Division of Radiation Oncology Stanford University School of Medicine, Stanford, California 94305, USA.
Regeneron Pharmaceuticals, Incorporated, Tarrytown, New York, 10591, USA.
Department of Molecular Physiology and Biophysics, Vanderbilt University School of Medicine, Nashville TN 37232, USA.
INSERM U 1060, INRA 1235, Universite de Lyon, Faculté de Médecine Lyon Sud - BP12, 69921 OULLINS Cedex, France.
Abramson Family Cancer Research Institute, Howard Hughes Medical Institute, University of Pennsylvania School of Medicine, Philadelphia, Pennsylvania, 19104, USA.
UCSF Liver Center, San Francisco General Hospital, 1001 Potrero Ave. Building 40, Room 4102, San Francisco, CA 94110.
Inserm U855/Université Lyon, Faculté Lyon Est Laennec, 7 rue Guillaume Paradin, 69372 Lyon cedex 08, France.

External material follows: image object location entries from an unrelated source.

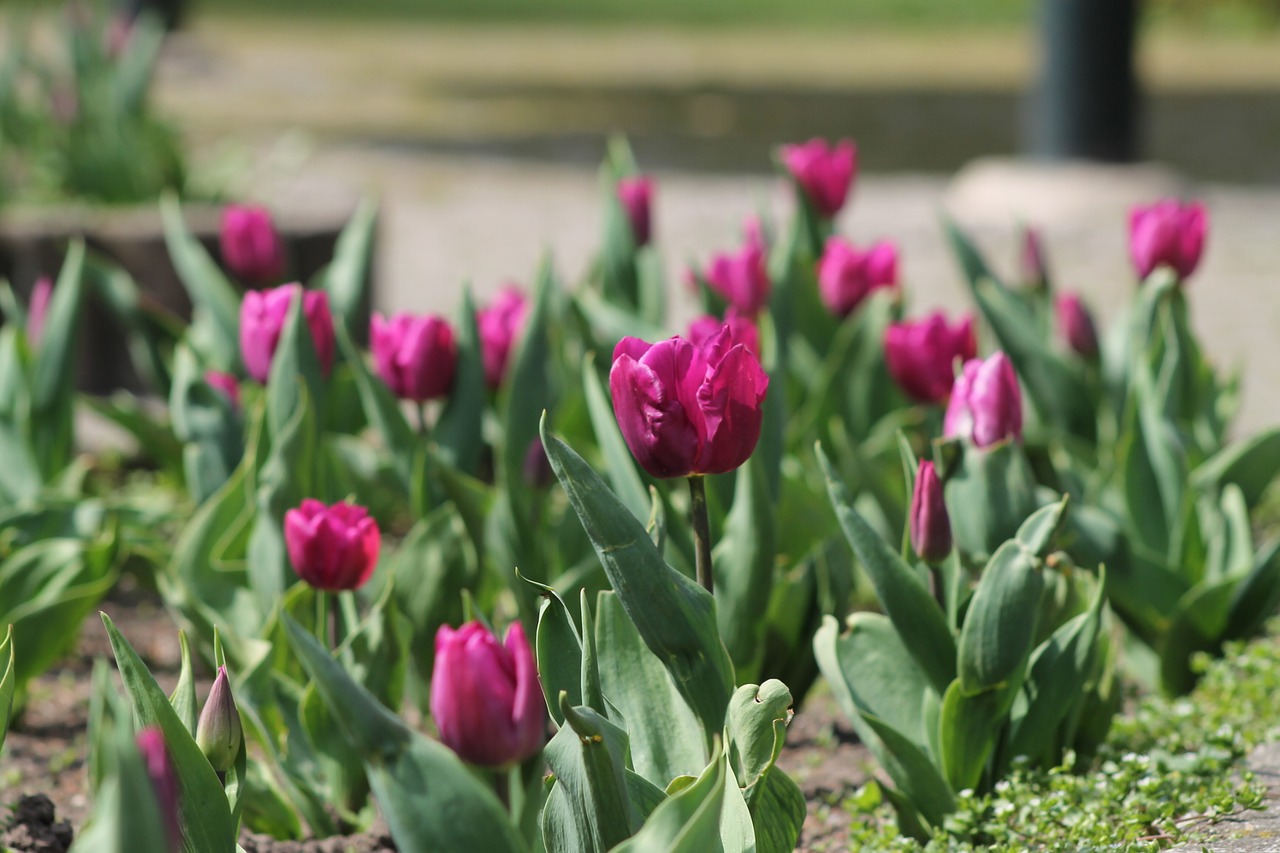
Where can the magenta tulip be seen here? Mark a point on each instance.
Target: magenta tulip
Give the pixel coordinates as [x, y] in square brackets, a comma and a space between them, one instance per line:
[332, 547]
[824, 173]
[846, 274]
[251, 246]
[986, 404]
[263, 315]
[485, 697]
[1168, 233]
[920, 356]
[685, 409]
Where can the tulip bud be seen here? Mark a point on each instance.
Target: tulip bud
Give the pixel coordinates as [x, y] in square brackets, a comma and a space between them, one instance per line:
[332, 547]
[218, 733]
[485, 697]
[822, 172]
[846, 274]
[688, 409]
[929, 524]
[920, 356]
[251, 246]
[415, 356]
[1166, 233]
[263, 315]
[986, 404]
[636, 197]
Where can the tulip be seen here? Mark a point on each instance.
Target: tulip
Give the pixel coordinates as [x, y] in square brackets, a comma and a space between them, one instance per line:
[263, 315]
[741, 278]
[822, 172]
[485, 697]
[332, 547]
[251, 246]
[920, 356]
[846, 274]
[636, 197]
[414, 355]
[1077, 325]
[986, 404]
[1166, 233]
[685, 409]
[929, 524]
[499, 324]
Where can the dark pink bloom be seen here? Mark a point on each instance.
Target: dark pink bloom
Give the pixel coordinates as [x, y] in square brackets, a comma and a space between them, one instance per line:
[251, 246]
[824, 173]
[485, 697]
[688, 409]
[499, 325]
[414, 355]
[846, 274]
[636, 197]
[332, 547]
[920, 356]
[1168, 233]
[263, 315]
[986, 404]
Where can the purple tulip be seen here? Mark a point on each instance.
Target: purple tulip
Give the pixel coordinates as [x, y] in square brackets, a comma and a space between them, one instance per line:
[263, 315]
[1168, 233]
[332, 547]
[824, 173]
[846, 274]
[986, 404]
[920, 356]
[685, 409]
[485, 697]
[636, 197]
[929, 524]
[414, 355]
[251, 246]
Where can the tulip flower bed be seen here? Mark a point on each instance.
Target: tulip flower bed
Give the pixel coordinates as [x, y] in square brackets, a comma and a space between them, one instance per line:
[457, 584]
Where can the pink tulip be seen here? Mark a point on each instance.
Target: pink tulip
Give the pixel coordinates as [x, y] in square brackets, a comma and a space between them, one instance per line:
[1168, 233]
[846, 274]
[986, 404]
[263, 315]
[824, 173]
[332, 547]
[685, 409]
[920, 356]
[251, 246]
[485, 697]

Division of Endocrinology and Metabolism, Stanford University School of Medicine, Stanford, California 94305, USA.
Contributed equally


Insulin initiates diverse hepatic metabolic responses, including gluconeogenic suppression and induction of glycogen synthesis and lipogenesis. The liver possesses a rich sinusoidal capillary network with a higher degree of hypoxia and lower gluconeogenesis in the perivenous zone as compared to the rest of the organ. Here, we show that diverse vascular endothelial growth factor (VEGF) inhibitors improved glucose tolerance in nondiabetic C57BL/6 and diabetic db/db mice, potentiating hepatic insulin signaling with lower gluconeogenic gene expression, higher glycogen storage and suppressed hepatic glucose production. VEGF inhibition induced hepatic hypoxia through sinusoidal vascular regression and sensitized liver insulin signaling through hypoxia-inducible factor-2α (Hif-2α, encoded by Epas1) stabilization. Notably, liver-specific constitutive activation of HIF-2α, but not HIF-1α, was sufficient to augment hepatic insulin signaling through direct and indirect induction of insulin receptor substrate-2 (Irs2), an essential insulin receptor adaptor protein. Further, liver Irs2 was both necessary and sufficient to mediate Hif-2α and Vegf inhibition effects on glucose tolerance and hepatic insulin signaling. These results demonstrate an unsuspected intersection between Hif-2α-mediated hypoxic signaling and hepatic insulin action through Irs2 induction, which can be co-opted by Vegf inhibitors to modulate glucose metabolism. These studies also indicate distinct roles in hepatic metabolism for Hif-1α, which promotes glycolysis, and Hif-2α, which suppresses gluconeogenesis, and suggest new treatment approaches for type 2 diabetes mellitus.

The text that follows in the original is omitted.